The Irrigation Commission has dealt with the question of water rates for conjunctive use of surface and ground water.
It has laid down the following principles for fixation of water rates:
(i) The water rates should be related to the benefit which irrigation confers, rather than the cost of an irrigation project.
(ii) In particular, water rates should be levied on crop basis except in the case of irrigation from the tube-wells.
(iii) The rates should be between 5 to 12 per cent of the gross income from the crop, the upper limit being applicable to high value crops.
(iv) The rates should also be within the paying capacity of the irrigators, and should aim at ensuring full utilisation of available supplies.
The Commission has suggested normal irrigation rates where canal supplies are augmented by state tubewells, or where a cultivator supplies supplemental water from own well or tubewell to canal irrigated fields thereby deriving additional benefit. The Commission has also suggested that if in the canal commanded area a cultivator irrigates exclusively from his own groundwater source, where canal water is not available or is available inadequately, he should not be charged any water rate.

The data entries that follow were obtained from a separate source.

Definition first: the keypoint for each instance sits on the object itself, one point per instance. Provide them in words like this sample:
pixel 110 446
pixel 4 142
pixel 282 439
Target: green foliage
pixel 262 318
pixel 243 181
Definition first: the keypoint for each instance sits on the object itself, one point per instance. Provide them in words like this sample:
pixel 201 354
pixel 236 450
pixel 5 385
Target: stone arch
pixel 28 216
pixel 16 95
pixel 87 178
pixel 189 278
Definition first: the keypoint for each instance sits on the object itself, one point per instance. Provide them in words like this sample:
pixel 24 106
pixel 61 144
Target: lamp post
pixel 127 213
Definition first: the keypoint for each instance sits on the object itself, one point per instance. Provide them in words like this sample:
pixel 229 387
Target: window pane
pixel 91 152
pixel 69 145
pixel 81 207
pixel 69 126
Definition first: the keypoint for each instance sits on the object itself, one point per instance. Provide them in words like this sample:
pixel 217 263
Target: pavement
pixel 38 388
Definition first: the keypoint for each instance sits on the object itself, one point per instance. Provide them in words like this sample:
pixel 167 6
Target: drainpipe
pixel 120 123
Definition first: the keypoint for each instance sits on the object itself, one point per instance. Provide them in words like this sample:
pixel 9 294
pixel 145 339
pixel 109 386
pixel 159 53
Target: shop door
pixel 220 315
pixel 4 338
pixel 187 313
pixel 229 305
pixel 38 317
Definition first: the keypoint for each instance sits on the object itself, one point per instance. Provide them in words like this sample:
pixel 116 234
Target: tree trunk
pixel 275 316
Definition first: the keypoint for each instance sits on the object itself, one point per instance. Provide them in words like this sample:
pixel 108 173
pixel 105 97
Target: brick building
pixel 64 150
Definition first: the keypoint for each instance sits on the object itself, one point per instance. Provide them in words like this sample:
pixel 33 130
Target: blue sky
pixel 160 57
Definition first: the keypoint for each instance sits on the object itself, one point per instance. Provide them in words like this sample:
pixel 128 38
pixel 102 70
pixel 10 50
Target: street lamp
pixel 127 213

It also suggested that the command area should be divided into three categories on the basis of quantity and timeliness of supplies of water. Lower rates may be fixed, where on account of good rainfall the demand for irrigation water is less or where the supply is inadequate and uncertain. It has further recommended that the laws regarding betterment levy should be amended to ensure that half of the capital cost of the irrigation projects is recovered from the beneficiaries.
The National Commission on Agriculture endorses these recommendations. It also agrees with the recommendation of the Ministers’ Committee to Suggest Ways and Means of Improving Financial Returns from Irrigation Projects (1964) that “in states where irrigation charges are optional, in consideration of the irrigation facilities having been made available for an area, there should be a charge to cover at least the maintenance and operation charges, whether the facility is actually made use of or not”.
The N.C.A has recommended that “states should review the restriction imposed on exploiting ground water in the canal commanded areas with a view to relax them to the extent feasible in the interest of the larger conjunctive use of surface and groundwater and increasing the scope of irrigation.”
According to the National Water Policy (1987) water rate should be such as to convey its scarcity value to the users. It should also motivate them in favour of efficient water use besides being adequate to cover annual maintenance and operational charges and recover a part of the fixed cost. A water pricing committee was set up by planning commission in 1991.
Some of the salient features of the recommendations of this committee are- Treating water rates as user charge, objective to recover cost switching over progressively volumetric water rate structure, review of all matters related to water pricing every five years etc. During the Ninth Five Year Plan all the states were persuaded to implement the Water Pricing Committee’s Report.